When beginning your search for a new car, head to the Web first. A lot of used cars are for sale online, and search capabilities make it easy to quickly track down the features you want in a vehicle. Of course, the classified section of a newspaper is always a good option as well.

What's the best place to buy a used car? It doesn't matter — you just need to find the car you want. You'll probably get the best deal if you buy from an individual. But if you buy from a dealership, you have more recourse — if something's wrong with the vehicle, you can take it back to the dealership.

Many people like the comfort of buying a "certified" used car. Typically, "certified" means the car has been checked over by a dealer and deemed to be in good shape. Dealers sell a variety of used cars, but the certified are the cream of the crop. They come with a warranty AND a higher price tag. They can cost hundreds or thousands of dollars more than non-certified vehicles.

Consumers should be aware that the term "certified" has no legal definition, and any used-car dealer can legally call their cars "certified." So, don't take it for granted that you're getting a car that's in top shape just because it's labeled "certified."

Once you've found the car you want to buy and made an initial phone call to cover basics such as the color, mileage, maintenance record, why the owner is selling, etc, it's time for a physical inspection. Most people will automatically see if the seats are comfortable, if the sightlines are good, if there are any big scratches or dents.

But there are a few things the average car buyer might fail to check.

When you're inspecting a car, you want to make sure the seller isn't lying about the mileage, telling you it's low when actually it's quite high, or the car's accident record.

Here are some things to look for.

EXTERIOR
Take a walk around the car and closely examine all body panels. They should each be exactly the same color and have the same finish. Any variations indicate the panels have been replaced or repaired. Also, if a car has been repainted, you can check for "overspray" — paint that's adhered to the rubber seals around the hood and trunk lids.

TRUNK
When you open the trunk to look for overspray, lift the carpet and look at the trunk's floor. The condition of the floor will indicate if the car has been rear-ended or suffered another type of rear impact.

TIRES
You can tell a lot by looking at a car's tires. You want to make sure all of the tires are the same, and appear to be the same age. A tire's tread should wear evenly across the tire itself and on both sides of the car. Aggressive drivers tend to put heavy wear on the outside shoulder of the front tires, at the edge of the sidewall. Assume that a car has been driven hard if that area is badly worn relative to the rest of the tire. Also, be wary of a car with relatively low miles and brand-new tires — a sign the odometer may have been rolled back.

INTERIOR
Another way to check for hard driving and high mileage: Take a look at the gas and clutch pedals. If the pedal rubber appears quite worn, it indicates high miles. While you're inside the vehicle, be sure to check all the electronic aspects — all the automatic windows, stereo buttons, etc. Consumer Reports studies show that these electronics are the parts of a used car most likely to break, and they're quite expensive to fix.

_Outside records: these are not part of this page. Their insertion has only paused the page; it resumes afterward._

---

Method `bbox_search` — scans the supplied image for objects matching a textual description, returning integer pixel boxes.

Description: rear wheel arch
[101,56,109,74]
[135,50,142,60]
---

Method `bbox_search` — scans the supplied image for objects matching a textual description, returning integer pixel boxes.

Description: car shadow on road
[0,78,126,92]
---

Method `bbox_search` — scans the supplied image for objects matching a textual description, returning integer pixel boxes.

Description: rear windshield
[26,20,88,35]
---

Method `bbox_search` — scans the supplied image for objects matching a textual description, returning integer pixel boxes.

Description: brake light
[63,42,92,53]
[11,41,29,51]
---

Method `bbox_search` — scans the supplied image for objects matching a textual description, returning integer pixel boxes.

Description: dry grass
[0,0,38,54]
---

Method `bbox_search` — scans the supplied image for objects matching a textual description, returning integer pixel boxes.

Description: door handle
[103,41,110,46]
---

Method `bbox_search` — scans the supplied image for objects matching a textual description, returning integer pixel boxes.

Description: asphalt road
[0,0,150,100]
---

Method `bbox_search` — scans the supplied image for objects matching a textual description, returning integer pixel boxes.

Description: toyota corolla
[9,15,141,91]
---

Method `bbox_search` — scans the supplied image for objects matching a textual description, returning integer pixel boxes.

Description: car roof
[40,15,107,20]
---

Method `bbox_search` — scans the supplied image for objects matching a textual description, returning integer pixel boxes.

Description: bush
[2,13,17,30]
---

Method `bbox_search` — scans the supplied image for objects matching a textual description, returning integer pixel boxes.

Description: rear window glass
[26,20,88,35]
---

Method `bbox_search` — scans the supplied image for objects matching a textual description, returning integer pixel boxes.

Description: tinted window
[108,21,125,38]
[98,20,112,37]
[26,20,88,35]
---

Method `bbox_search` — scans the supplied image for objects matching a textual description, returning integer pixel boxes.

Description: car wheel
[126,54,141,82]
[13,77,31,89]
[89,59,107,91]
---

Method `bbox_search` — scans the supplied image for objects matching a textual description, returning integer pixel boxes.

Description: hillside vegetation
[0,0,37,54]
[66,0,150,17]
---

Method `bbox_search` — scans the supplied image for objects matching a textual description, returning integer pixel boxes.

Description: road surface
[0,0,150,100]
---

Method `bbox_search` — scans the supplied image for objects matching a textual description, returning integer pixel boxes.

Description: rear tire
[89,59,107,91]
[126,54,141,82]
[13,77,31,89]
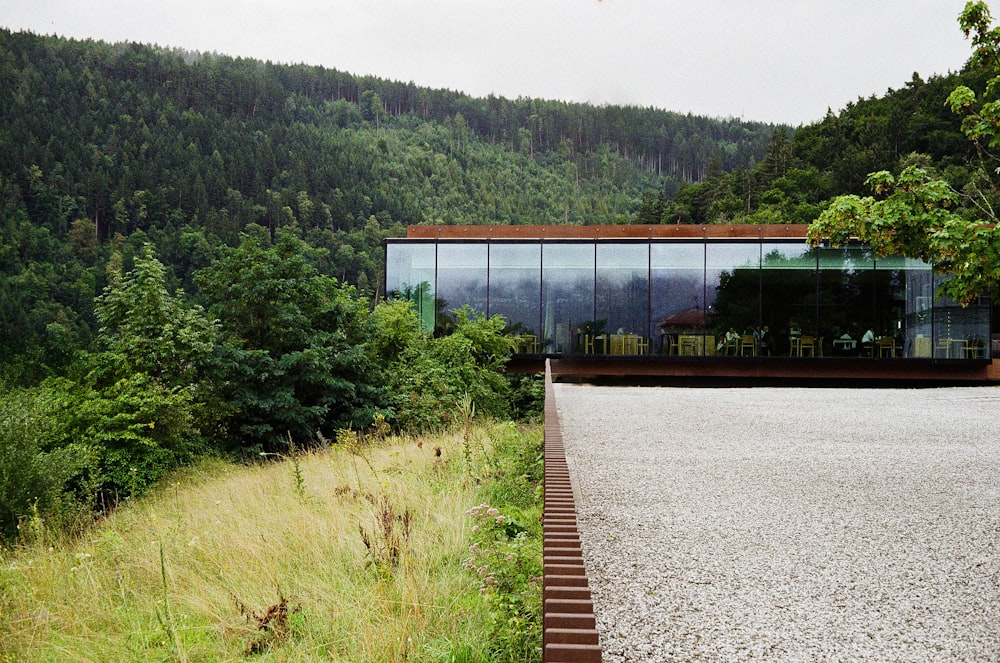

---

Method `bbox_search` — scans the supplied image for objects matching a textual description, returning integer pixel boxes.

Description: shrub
[0,388,96,540]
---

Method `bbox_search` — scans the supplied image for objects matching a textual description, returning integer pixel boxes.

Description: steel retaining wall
[542,360,601,663]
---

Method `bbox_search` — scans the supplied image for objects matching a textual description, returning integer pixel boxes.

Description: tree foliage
[809,2,1000,304]
[197,231,378,451]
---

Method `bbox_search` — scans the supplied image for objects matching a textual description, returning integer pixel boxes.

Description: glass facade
[386,238,990,359]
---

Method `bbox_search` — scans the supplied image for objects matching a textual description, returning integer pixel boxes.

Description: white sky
[0,0,971,125]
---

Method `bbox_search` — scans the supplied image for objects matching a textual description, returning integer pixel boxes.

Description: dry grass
[0,422,532,662]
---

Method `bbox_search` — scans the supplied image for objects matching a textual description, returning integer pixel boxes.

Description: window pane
[542,242,592,353]
[760,241,818,354]
[437,242,487,332]
[705,241,760,354]
[814,245,876,356]
[597,242,649,348]
[649,241,708,354]
[489,242,542,336]
[932,277,990,359]
[385,241,437,334]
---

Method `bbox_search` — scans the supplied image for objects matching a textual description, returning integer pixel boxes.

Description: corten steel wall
[406,224,809,240]
[542,364,601,663]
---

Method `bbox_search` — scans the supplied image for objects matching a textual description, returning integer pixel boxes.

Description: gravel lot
[555,384,1000,663]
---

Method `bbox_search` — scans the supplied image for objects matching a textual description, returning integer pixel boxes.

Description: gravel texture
[555,384,1000,663]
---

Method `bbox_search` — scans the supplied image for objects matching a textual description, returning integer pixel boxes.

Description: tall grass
[0,424,540,662]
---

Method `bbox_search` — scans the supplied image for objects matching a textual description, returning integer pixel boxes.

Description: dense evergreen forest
[0,30,986,537]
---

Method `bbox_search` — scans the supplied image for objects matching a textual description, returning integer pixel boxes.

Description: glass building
[386,226,990,359]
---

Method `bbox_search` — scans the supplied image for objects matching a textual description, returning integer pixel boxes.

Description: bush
[370,301,511,430]
[0,389,96,540]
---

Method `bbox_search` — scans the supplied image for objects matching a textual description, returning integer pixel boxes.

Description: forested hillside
[637,68,988,224]
[0,22,985,556]
[0,30,772,360]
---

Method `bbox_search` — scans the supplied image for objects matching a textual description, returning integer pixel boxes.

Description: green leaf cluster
[809,2,1000,304]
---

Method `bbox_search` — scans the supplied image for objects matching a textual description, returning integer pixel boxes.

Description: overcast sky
[0,0,971,125]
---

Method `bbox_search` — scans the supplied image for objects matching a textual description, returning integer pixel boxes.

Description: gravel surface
[555,384,1000,663]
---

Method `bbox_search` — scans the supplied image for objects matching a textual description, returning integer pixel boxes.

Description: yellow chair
[636,336,649,355]
[875,336,896,357]
[660,334,681,355]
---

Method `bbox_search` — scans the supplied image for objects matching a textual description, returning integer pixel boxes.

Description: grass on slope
[0,424,541,662]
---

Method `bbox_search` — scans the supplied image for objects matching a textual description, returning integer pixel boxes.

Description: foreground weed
[156,543,187,663]
[230,587,302,656]
[358,495,413,575]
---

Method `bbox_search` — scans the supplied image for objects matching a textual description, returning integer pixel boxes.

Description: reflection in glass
[385,241,437,334]
[596,242,649,336]
[760,241,819,355]
[814,244,876,357]
[931,277,990,359]
[435,242,488,334]
[705,241,760,354]
[649,241,709,355]
[542,242,592,353]
[386,239,991,359]
[488,242,542,337]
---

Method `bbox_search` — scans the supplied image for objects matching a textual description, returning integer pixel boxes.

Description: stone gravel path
[555,384,1000,663]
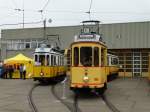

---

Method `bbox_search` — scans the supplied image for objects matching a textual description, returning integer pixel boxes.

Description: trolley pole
[61,77,67,99]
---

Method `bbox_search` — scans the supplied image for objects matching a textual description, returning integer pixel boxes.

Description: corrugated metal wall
[102,22,150,49]
[2,22,150,57]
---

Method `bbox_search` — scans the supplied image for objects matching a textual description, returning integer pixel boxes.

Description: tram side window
[54,56,56,66]
[35,55,38,62]
[94,47,99,66]
[46,55,49,65]
[74,47,79,66]
[80,47,92,67]
[39,55,45,66]
[51,55,54,66]
[111,58,118,65]
[101,48,105,66]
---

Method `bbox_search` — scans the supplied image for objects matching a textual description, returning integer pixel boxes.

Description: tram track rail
[51,84,82,112]
[100,94,121,112]
[28,84,39,112]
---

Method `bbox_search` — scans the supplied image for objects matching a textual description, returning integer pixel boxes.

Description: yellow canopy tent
[4,54,33,78]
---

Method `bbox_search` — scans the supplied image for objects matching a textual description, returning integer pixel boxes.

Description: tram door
[133,52,141,77]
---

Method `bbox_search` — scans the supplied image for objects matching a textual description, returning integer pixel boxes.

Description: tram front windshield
[80,47,92,66]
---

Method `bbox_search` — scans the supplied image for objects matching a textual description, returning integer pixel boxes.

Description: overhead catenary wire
[0,21,43,27]
[38,0,50,20]
[11,0,18,8]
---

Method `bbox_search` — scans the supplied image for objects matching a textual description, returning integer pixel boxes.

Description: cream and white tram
[33,45,66,82]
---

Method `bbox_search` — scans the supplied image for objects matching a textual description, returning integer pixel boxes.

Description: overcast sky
[0,0,150,29]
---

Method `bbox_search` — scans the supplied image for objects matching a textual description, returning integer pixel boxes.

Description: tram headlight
[40,72,44,76]
[83,75,89,82]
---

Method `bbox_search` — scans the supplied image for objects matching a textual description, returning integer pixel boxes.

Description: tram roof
[34,47,60,54]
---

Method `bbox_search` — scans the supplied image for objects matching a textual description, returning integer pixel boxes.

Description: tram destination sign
[78,34,95,39]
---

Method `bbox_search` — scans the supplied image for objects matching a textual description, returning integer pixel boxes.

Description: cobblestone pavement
[105,78,150,112]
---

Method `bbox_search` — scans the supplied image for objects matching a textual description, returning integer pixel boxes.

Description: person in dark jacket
[8,65,14,79]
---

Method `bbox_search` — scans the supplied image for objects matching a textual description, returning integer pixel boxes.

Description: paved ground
[105,78,150,112]
[0,79,33,112]
[0,78,150,112]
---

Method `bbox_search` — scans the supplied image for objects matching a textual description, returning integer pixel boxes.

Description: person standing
[8,65,14,79]
[19,64,23,79]
[23,65,26,80]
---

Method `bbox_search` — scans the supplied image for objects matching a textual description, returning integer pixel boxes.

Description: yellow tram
[107,53,119,81]
[33,44,66,83]
[70,20,108,93]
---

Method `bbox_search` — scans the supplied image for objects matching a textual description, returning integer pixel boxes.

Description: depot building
[1,21,150,77]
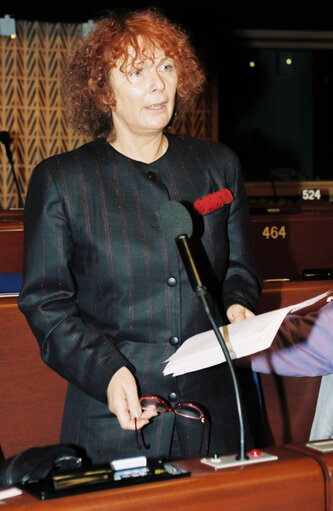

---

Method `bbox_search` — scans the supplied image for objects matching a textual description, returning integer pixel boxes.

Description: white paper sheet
[163,291,332,376]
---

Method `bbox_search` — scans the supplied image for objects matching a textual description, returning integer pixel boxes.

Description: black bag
[0,444,87,488]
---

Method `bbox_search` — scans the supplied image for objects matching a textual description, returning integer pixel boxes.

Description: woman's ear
[88,78,115,113]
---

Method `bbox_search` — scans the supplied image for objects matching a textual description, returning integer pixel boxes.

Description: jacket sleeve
[223,154,262,312]
[19,159,134,401]
[251,302,333,376]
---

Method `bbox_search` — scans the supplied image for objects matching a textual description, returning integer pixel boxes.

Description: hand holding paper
[163,291,330,376]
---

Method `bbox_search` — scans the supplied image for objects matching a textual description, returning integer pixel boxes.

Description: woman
[19,11,261,463]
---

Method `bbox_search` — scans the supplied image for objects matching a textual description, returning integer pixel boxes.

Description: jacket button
[168,392,178,401]
[146,172,156,179]
[169,335,179,346]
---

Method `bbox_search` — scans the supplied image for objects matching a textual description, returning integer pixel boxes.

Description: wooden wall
[0,21,217,209]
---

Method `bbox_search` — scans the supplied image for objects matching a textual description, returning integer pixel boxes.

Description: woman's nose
[151,71,165,92]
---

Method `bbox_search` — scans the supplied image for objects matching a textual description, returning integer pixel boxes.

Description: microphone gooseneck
[158,201,248,461]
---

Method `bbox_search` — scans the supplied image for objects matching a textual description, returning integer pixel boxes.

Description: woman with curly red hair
[19,10,261,463]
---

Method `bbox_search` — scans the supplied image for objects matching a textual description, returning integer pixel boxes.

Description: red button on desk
[249,449,261,458]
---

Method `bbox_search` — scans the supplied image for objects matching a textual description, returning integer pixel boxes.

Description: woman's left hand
[227,303,255,323]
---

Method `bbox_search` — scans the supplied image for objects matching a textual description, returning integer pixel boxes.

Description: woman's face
[110,44,178,137]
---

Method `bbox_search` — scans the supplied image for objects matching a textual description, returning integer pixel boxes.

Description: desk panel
[2,448,325,511]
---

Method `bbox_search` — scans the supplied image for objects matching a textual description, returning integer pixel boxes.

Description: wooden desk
[259,280,333,445]
[286,445,333,510]
[2,448,326,511]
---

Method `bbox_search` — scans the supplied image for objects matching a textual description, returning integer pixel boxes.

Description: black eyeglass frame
[134,396,207,457]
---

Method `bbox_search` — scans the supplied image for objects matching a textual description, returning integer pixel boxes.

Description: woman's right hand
[106,366,157,430]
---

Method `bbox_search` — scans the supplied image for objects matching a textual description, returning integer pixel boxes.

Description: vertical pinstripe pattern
[19,135,260,462]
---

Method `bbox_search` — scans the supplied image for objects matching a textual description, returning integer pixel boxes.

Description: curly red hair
[63,10,205,138]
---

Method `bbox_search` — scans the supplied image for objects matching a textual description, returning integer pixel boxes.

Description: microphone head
[158,201,193,240]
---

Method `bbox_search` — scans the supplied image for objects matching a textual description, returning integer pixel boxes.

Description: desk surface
[1,448,325,511]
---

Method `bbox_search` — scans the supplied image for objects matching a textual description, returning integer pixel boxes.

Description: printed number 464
[262,225,287,240]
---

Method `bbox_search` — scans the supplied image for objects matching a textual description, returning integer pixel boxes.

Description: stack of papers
[163,291,331,376]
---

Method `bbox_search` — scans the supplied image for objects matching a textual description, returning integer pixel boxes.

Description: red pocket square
[193,188,234,215]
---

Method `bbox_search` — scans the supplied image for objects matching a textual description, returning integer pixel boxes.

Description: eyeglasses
[135,396,206,456]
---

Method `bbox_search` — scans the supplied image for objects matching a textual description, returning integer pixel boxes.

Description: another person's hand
[227,303,254,323]
[106,366,157,430]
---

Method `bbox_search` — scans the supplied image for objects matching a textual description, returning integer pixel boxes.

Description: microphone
[158,201,206,294]
[158,201,248,462]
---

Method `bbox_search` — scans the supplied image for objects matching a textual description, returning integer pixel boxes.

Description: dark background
[0,0,333,180]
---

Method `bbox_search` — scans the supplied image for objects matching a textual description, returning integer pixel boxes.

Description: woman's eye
[161,64,172,71]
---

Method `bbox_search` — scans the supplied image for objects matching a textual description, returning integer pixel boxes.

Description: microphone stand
[176,235,248,461]
[0,135,24,208]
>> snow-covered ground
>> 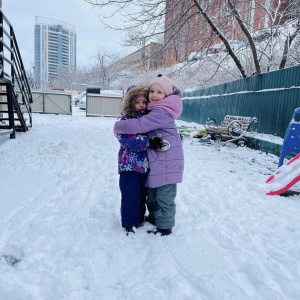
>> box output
[0,108,300,300]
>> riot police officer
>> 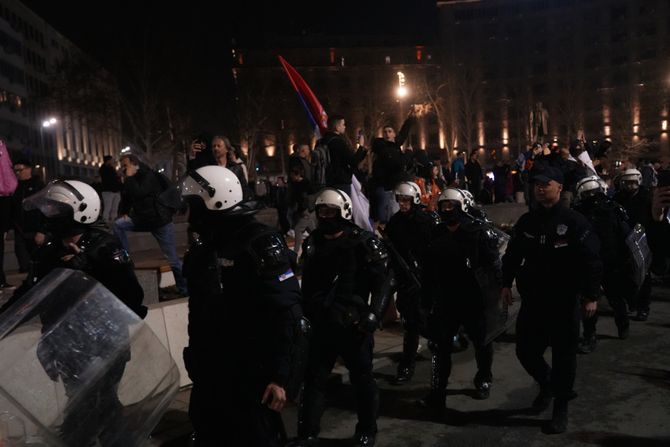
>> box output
[180,166,302,447]
[574,175,636,354]
[0,180,147,446]
[420,188,499,410]
[502,167,602,433]
[614,169,652,321]
[296,188,393,446]
[0,180,147,318]
[385,182,439,385]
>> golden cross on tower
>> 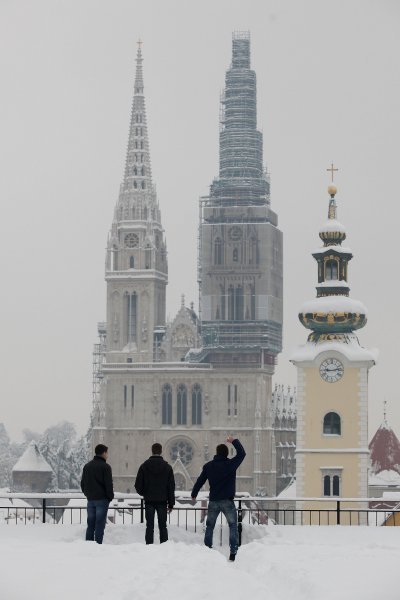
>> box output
[327,163,339,183]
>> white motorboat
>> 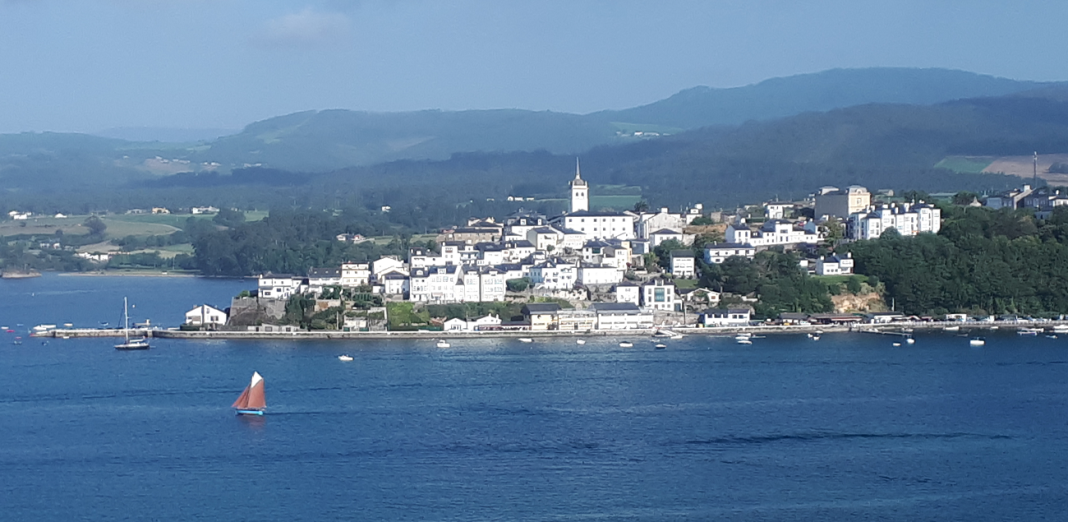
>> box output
[115,298,148,350]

Finally, nobody wants to buy a car that's been damaged in a flood, and consumers in the South may be the most vulnerable to vehicles in this condition over the following months. For starters, get a car's vehicle identification number — a 17-digit number that's stamped in several places on a car, including where the windshield meets the dashboard. Using this number, you can investigate the car's history at www.carfax.com. The Web site compiles info from motor vehicle records, police departments and other sources.

Luckily for consumers, cleaning all of the muck out of a flooded car is difficult. Look under car carpets and in other nooks and crannies for mold or mud. The small crack where the interior front and back panels meet is a good place to look for mud and other debris.

Of course, you should always have a car inspected by an independent mechanic before you buy. In addition to finding problems you can't spot yourself, this also gives you some negotiating power. If a repair is required, you should approach the seller and ask that some money be knocked off the price.